Figure 1. Impact of—and approaches to—including covariates in the analysis of gene–trait associations.

Figure 1

(a) The covariate C is a confounder associated with both the trait D and the gene G but is not an intermediate on the causal path of interest between G and D. The G–D association should be assessed while controlling C. Omitting C from the analysis of the G–D association can lead to misattribution of a C–D effect to G and false discovery or biased estimates of a G–D effect. (b) The covariate C is independently associated with the trait D but not with gene G (so C is not a confounder).
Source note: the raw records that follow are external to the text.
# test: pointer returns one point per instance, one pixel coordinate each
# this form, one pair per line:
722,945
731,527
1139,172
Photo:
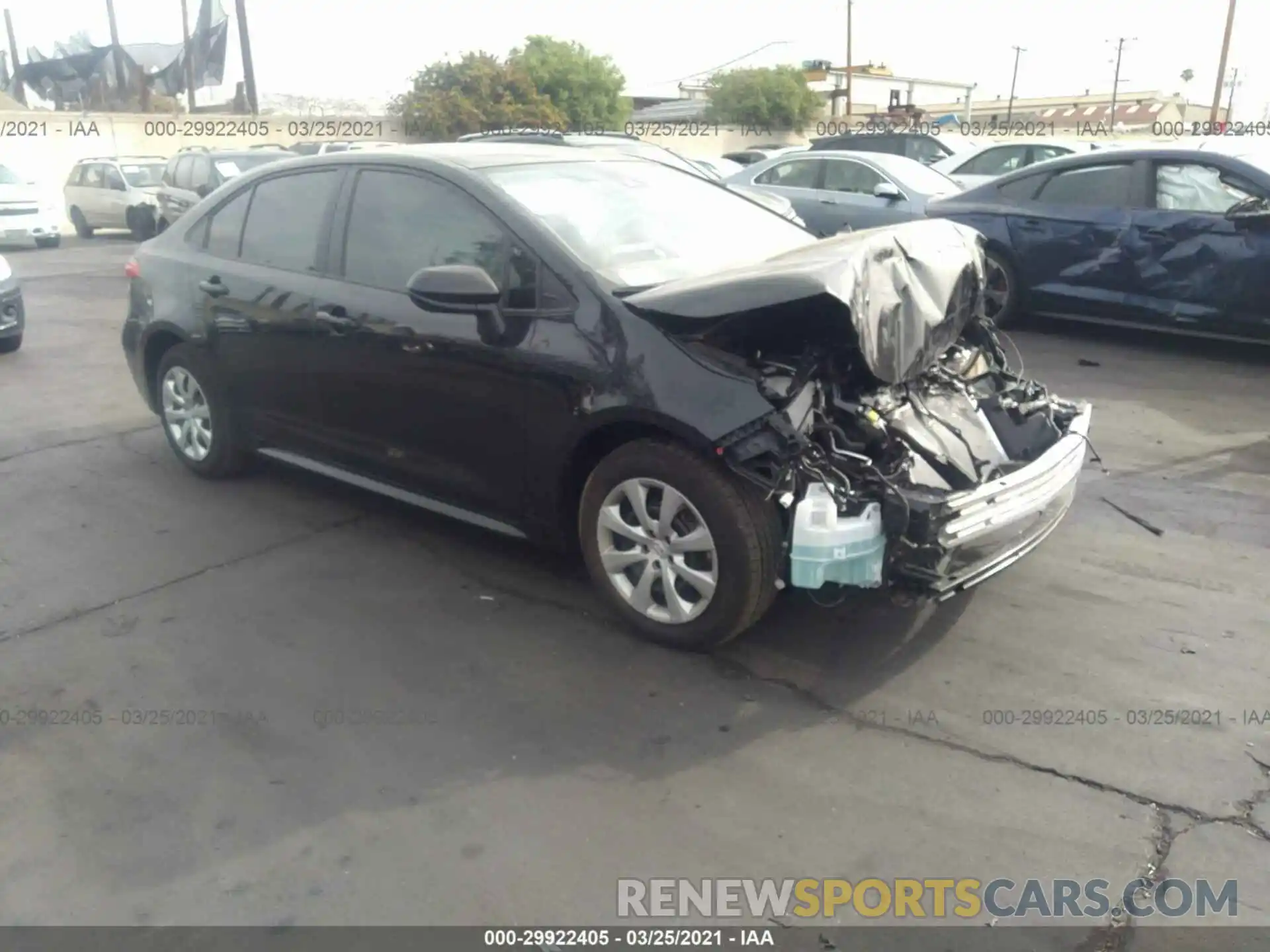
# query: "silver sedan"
832,190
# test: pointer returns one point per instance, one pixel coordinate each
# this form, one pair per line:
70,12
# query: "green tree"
585,87
774,98
476,95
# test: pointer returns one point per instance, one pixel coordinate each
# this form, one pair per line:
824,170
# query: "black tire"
228,454
1000,270
142,223
746,530
80,222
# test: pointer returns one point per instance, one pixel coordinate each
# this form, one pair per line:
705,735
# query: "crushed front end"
901,444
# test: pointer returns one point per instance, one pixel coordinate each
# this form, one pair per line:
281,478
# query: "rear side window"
286,220
225,229
1021,190
185,164
1091,186
402,222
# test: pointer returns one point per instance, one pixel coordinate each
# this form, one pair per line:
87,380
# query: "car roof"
461,155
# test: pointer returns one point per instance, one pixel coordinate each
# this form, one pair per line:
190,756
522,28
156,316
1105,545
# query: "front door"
415,397
257,290
799,180
1071,240
849,197
1198,270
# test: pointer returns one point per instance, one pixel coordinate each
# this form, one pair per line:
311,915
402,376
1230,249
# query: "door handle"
335,319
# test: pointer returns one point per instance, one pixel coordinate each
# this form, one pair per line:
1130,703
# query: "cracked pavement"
535,752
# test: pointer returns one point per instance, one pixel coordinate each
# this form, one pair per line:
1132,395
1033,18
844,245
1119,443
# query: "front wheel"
1000,290
81,227
197,418
683,550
If the trait is quantitative or the study subjects are randomly ascertained, including C in a linear or logistic regression model will increase power to detect the G–D association. (c) If the trait is binary and the subjects are ascertained based on case-control status, the probability of selection (S) depends on G and C and induces a correlation between them. Then including C in a logistic regression model can inflate the G–D association's standard error, reducing power. Omitting C provides the most potential gain in power when C has a strong effect on D, and when D is less common [1]. (d) In Zaitlen et al.'s new approach [6] for evaluating G–D associations with case-control data, a risk model for D is developed from external information about the C–D association and observed C and D levels. Residuals from this model, R, distinguish high- and low-risk cases and controls. Then testing for G–R associations assesses genetic effects unexplained by C in a potentially more powerful manner than conventional logistic regression.